Fun with Frisket

Today’s watercolor experiment:

I just love my new frisket (also known as masking fluid). The liquid latex that I used previously was pretty viscous. That made for interesting drops and splashes when poured, but the traces tended to be course when I would tilt the paper to encourage the fluid to run across the paper.


The frisket I now use is not viscous at all. For today’s experiment, I used an eye dropper to suck up the masking fluid and squirt it onto the paper. After doing so, I shook and jarred the paper to allow the fluid to form fine lines.

Here is the first stage of today’s composition including masking fluid and the first washes:

Watercolor : Abstract - Masking Fluid and Initial Washes

Initial Washes and Masking Fluid

The masking fluid traces looked like lines of fracture emanating from one source. This caused me to think about a sunset interrupted by lightning or cracks in space.  I wanted to achieve a transition from blue at the top of the paper to red at the bottom. I used Prussian blue, Hansa yellow deep and cadmium red light as the colors of my sunset. Payne’s gray colored the bottom right corner. After the first wash dried, the colors faded.

I glazed the composition several more times to end up with this:

Watercolor: Abstract - Latex Plus Several Applications of Glaze

After Several Glazings

I darkened the blue at the top by adding the deep indanthrone blue. I used several different yellows including aureolin and lemon yellow.

The composition looked like this after I removed the frisket:

Watercolor: Abstract - Glaze Removed

Composition with Masking Removed

Instead of leaving the white areas blank, I opted to use my inks to fill them in. The idea was to use ink the white traces with colors complementary to the background.

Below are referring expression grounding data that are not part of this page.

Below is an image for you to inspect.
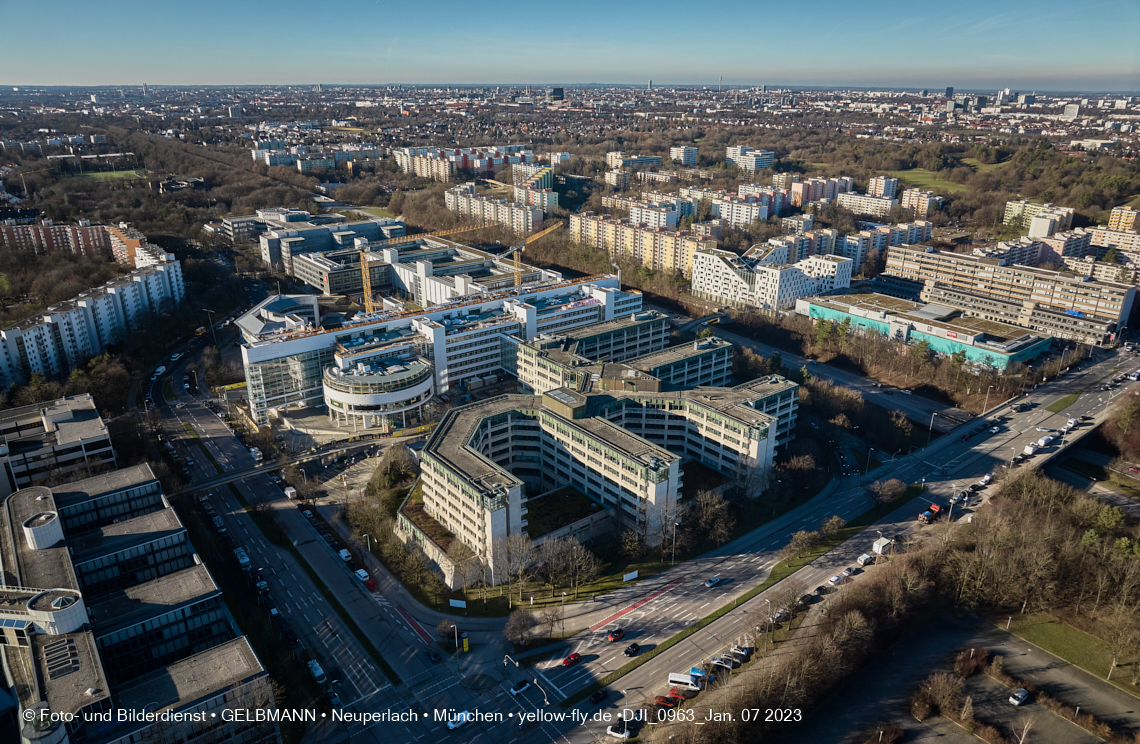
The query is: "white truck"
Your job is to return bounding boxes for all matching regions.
[1037,435,1054,448]
[249,447,263,462]
[233,548,251,572]
[1024,443,1039,456]
[283,486,297,500]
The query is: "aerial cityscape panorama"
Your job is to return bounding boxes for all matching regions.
[0,2,1139,744]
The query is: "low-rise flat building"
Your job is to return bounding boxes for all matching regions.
[880,244,1135,345]
[605,152,663,169]
[796,292,1052,370]
[0,394,116,496]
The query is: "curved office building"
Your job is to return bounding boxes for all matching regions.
[323,356,434,431]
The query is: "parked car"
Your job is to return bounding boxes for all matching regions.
[562,653,582,667]
[654,695,676,708]
[606,723,631,740]
[828,574,843,585]
[447,711,474,730]
[1009,688,1030,706]
[325,689,341,708]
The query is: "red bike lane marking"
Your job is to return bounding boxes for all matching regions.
[396,605,435,644]
[589,578,686,632]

Here is the final stage of today’s study:


Watercolor and Ink: Abstract with Ink Tracings

Cosmic Splat
12″x16″ 140# Cold Pressed Watercolor Block


My original idea of a fractured sunset did not hold up. Instead, the thought occurred to me that this abstract could represent a giant splat of cosmic proportions. This idea may have leaked through my subconscious after reading that the Large Hadron Collider is about to start slamming proton beams into each other again, at extremely high energy.

Maybe among the fine traces of my frisket is a Higgs Boson.